The Pace of Innovation

December 17, 2004

The Pace of Innovation

If you read any other blogs besides this one, you’ve probably heard that MovableType blogs are currently being hammered by a “new breed” of spambot. Webhosts are shutting down MT installations in self-defence. SixApart has offered soothing words that a fix is on the way.

As it turns out, the spammers in question had been visiting golem, upwards of a thousand times a day, until I … umh … made them go away. But to know that, you’d have to read my server logs. They had no noticeable effect on server load or on the amount of comment spam I’ve received (4 in the past two months).

Gleening what I can from the experience of others, what strikes me is how little innovation a spambot writer needs to exercise to get his 15 minutes of fame. This “new breed” of spambot differs from the ones in common usage a year ago in only two respects

Taking a page from the crapflooders, it operates from behind multiple anonymous proxies. Thus it can deposit hundreds of spam comments in a short interval of time, while evading MT’s lame-ass, ineffective comment throttle¹.
Upon finding a comment-script to post to (by looking for the POST method of the comment-entry form), it cycles through the BlogID parameter, thus depositing spam on all of the blogs hosted by that MT installation.

Other than that, apparently, it’s no more sophisticated than the easily-defeated spambots of yesteryear. You don’t even need to do something mildly sophisticated to render it ineffective.

So why the brouhaha?

Because an unprotected MT installation will buckle under the load of a crapflood (and, apparently, because MT3.x is even worse than MT2.x in this regard). So this spambot’s author’s decision to go for quantity over quality has made for a lot of unhappy people, right now.

Trackback Spam (Update)

Lest anyone think I am totally sanguine about beating these spammers, let me hasten to say that I am not. Changing only a few lines of code in their spambot, they could convert to sending Trackback spam instead of Comment spam. And neither I, nor anyone else, would have any good way of defending against them. Sure trackback throttling (incorporated into MT 3.1) would stem the tide. But, unlike comments, which can be made difficult for machines to POST, trackbacks are supposed to be POSTed by machines.

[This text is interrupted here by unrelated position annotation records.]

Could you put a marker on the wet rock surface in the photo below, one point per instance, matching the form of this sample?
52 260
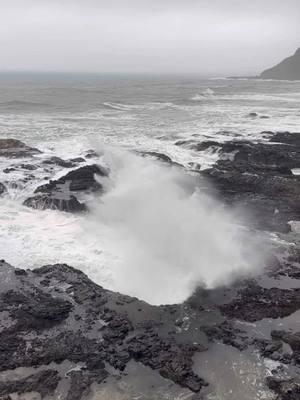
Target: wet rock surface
258 177
56 314
60 194
2 189
66 202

My one thought on the matter was to demand that the URL of the trackback resolve to the same IP address as where the trackback ping came from, or at least to the same /24. Theoretically, the blogging software that produced the trackback ping is running on the same host as website in question. Trackback pings sent by spammers via anonymous proxies, however, would not match.

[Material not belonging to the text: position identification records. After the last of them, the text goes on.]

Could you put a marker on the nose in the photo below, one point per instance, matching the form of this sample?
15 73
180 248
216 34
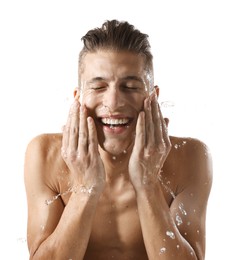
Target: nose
113 99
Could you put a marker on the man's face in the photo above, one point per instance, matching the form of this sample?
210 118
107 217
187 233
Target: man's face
113 88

I was halfway through coding up a plugin for MT 3.1, when it occurred to me to wonder how my existing, legitimate, trackback pings would have faired under such a system. So I wrote a little script to comb through the trackback pings I’ve received, and retrospectively apply this test to them. The results were a bit disappointing:

Of 172 trackback pings,

65 matched IP addresses exactly
13 more were in the same /24
89 didn’t come even close to matching
5 DNS lookups failed

This exaggerates the problem somewhat. Some of these pings are over 2 years old. If the person changed webhosts in the interim, the IP addresses certainly wouldn’t match today, even if they did match when the trackback was originally POSTed. But still, it looks like this strategy would have blocked over half the legitimate trackbacks I’ve received.

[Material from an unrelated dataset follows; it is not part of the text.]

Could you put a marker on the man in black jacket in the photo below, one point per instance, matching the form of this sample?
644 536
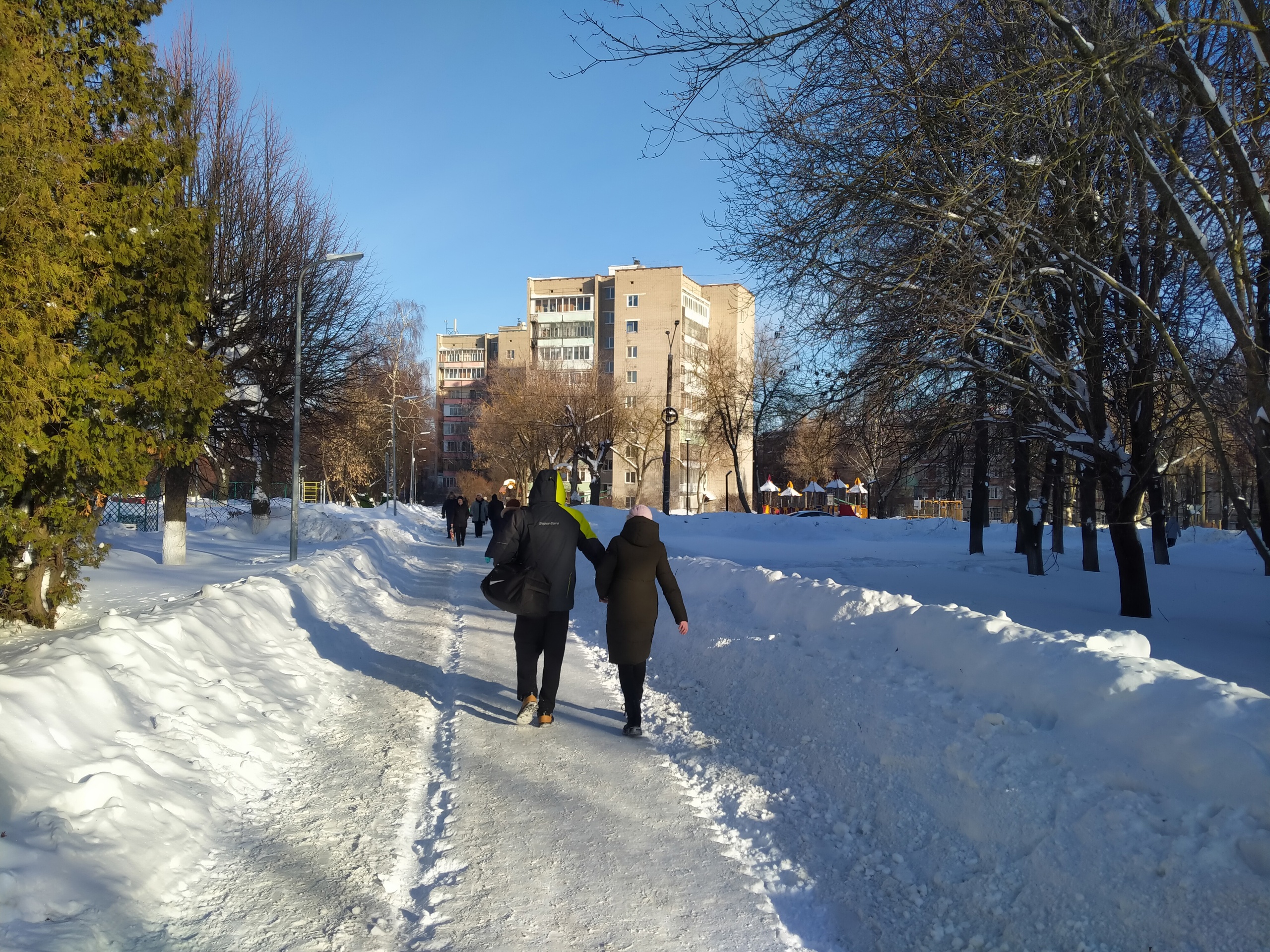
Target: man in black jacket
447 511
544 535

Back to the drawing board…

Update 2: Endearing Moderation

Chad Everett has created a plugin that has similar functionality to my forced comment previews, without the need to hack the MT source-code. Actually, as far as I can understand, his plugin doesn’t actually force a preview so much as toss any non-previewed comments into a moderation queue. As I’ve explained, mine was primarily a way to enforce XHTML validation and only secondarily to deter comment spam. So I say, “Moderation, schmoderation! If it hasn’t been previewed/validated, you can’t post it.”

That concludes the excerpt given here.